Now, under Mayor Bates, public meetings tend to be short and collegial. Because they’re meaningless—all the real decisions have been made ahead of time, in private. And because commissions are stacked with compliant yes-people.
The message from City Hall now is: Trust us to run things from the top down, because we’re experts.
Except they’re not, and we can’t. Just ask the Telegraph merchants whose customers can hardly park, because 22 parking spaces evaporated. Or the Ashby BART neighbors who almost ended up with a megadevelopment made to order for a few well-connected boosters.
On the whole, Berkeley’s government runs uncommonly well at the staff level.
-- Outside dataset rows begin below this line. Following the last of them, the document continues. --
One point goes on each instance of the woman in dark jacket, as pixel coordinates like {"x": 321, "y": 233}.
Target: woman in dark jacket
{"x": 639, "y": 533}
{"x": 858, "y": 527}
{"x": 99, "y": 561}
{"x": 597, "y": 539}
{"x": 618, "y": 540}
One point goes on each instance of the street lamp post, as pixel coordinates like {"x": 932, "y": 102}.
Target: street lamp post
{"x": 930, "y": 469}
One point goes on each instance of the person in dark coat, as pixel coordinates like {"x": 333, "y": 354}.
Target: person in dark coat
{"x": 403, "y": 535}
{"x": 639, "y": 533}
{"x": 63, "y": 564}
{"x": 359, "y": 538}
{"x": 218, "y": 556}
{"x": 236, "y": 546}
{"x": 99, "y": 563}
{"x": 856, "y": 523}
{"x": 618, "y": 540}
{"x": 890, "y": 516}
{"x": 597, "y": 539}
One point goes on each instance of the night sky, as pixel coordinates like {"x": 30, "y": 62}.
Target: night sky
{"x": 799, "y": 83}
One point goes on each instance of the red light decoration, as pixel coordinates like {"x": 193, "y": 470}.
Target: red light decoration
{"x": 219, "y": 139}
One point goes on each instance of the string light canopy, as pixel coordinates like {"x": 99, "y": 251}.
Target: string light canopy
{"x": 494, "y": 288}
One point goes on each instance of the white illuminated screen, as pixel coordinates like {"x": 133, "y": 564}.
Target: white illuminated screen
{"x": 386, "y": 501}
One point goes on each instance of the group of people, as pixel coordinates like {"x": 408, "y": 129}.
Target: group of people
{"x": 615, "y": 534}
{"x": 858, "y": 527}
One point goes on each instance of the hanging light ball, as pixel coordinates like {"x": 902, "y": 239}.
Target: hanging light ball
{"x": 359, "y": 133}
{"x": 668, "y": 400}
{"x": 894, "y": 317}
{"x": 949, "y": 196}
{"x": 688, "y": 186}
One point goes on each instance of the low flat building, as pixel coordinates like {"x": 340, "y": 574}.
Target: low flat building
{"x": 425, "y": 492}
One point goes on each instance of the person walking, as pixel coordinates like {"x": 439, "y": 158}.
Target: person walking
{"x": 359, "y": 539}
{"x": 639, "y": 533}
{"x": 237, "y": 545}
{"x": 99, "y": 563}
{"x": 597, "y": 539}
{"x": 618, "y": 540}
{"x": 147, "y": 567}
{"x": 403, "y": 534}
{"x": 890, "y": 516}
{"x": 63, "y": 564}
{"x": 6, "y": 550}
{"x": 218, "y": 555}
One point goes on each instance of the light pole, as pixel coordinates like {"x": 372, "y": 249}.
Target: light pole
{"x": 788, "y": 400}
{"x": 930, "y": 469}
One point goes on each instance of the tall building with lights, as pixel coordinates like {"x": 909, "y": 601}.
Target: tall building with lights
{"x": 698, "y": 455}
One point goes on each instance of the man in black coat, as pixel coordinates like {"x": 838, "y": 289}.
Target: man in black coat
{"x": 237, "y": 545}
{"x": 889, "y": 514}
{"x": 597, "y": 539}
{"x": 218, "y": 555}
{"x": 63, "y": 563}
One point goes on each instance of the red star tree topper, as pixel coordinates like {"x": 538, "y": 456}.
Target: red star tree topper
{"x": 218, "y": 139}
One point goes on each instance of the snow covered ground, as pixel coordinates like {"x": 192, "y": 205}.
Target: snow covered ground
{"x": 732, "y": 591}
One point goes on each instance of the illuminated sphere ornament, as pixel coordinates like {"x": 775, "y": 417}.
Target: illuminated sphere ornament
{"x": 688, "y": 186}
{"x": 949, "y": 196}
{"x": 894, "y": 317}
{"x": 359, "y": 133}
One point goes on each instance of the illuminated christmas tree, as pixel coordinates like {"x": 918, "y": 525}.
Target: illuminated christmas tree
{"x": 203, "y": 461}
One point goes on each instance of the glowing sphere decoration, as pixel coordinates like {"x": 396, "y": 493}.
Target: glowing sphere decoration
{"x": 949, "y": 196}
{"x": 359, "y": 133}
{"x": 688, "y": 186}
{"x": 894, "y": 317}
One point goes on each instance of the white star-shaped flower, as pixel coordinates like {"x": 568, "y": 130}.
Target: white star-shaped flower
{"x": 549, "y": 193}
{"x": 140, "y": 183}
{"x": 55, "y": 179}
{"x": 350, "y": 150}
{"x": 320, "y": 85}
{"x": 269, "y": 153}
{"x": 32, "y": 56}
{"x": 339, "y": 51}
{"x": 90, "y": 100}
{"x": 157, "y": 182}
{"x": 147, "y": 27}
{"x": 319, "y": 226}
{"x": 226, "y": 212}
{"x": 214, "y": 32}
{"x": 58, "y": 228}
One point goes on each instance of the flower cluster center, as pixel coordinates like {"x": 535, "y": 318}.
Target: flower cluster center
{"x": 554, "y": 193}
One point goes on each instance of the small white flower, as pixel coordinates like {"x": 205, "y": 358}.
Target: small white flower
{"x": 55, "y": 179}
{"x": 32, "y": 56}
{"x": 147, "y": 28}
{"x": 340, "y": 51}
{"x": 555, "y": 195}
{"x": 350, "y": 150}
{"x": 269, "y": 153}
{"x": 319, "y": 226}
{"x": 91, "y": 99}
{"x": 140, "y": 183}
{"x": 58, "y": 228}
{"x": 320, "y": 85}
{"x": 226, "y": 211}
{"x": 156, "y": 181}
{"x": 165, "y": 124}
But it ran best when there was scrappy argument, and public clamor, at the elected and commission levels—and two uncoopted factions kept a vigilant eye on each other.
A second theory is that Berkeley’s current transportation problems are rooted deeper and further back. Until a staff reorganization midway through Shirley Dean’s mayoralty, transportation management was itself productively divided. There were transportation planners in the Advance Planning department, and an independent Traffic Engineer’s office.
That separation of powers actually served the public well. The planners would promote all the latest fads about how to inhibit the movement of vehicles with more than two wheels. The traffic engineer would often push back, arguing for the mobility of vehicles with four or more wheels. (Fire engines, for example, have a whole bunch.)
They’d often argue to a compromise. The result was a city where it was very easy for me to ride my bike, but where cars, buses, and ambulances still sort of moved.
Maybe merging those two constituencies into a single office was inherently a mistake. Perhaps senior planners are best at supervising planners, and senior traffic engineers are most authoritative at supervising traffic engineers.
Merging the two cultures may have squelched worthwhile professional debate that would otherwise be out in public. Out, for example, in the form of healthily conflicting recommendations to the Council and its commissions. Call the merger Berkeley’s counterpart to burying FEMA under, um, “Homeland Security.”
In any case, transportation issues rile Berkeley residents as much as anything does. How those issues get managed shouldn’t be a mystery.
In this election season, you might hope that everyone in city government—from top electeds down to crews on the street—might recognize the merit of letting more sunlight flow into and out of the Transportation Office.
Michael Katz served on the Berkeley Traffic Commission. For one meeting. It was great.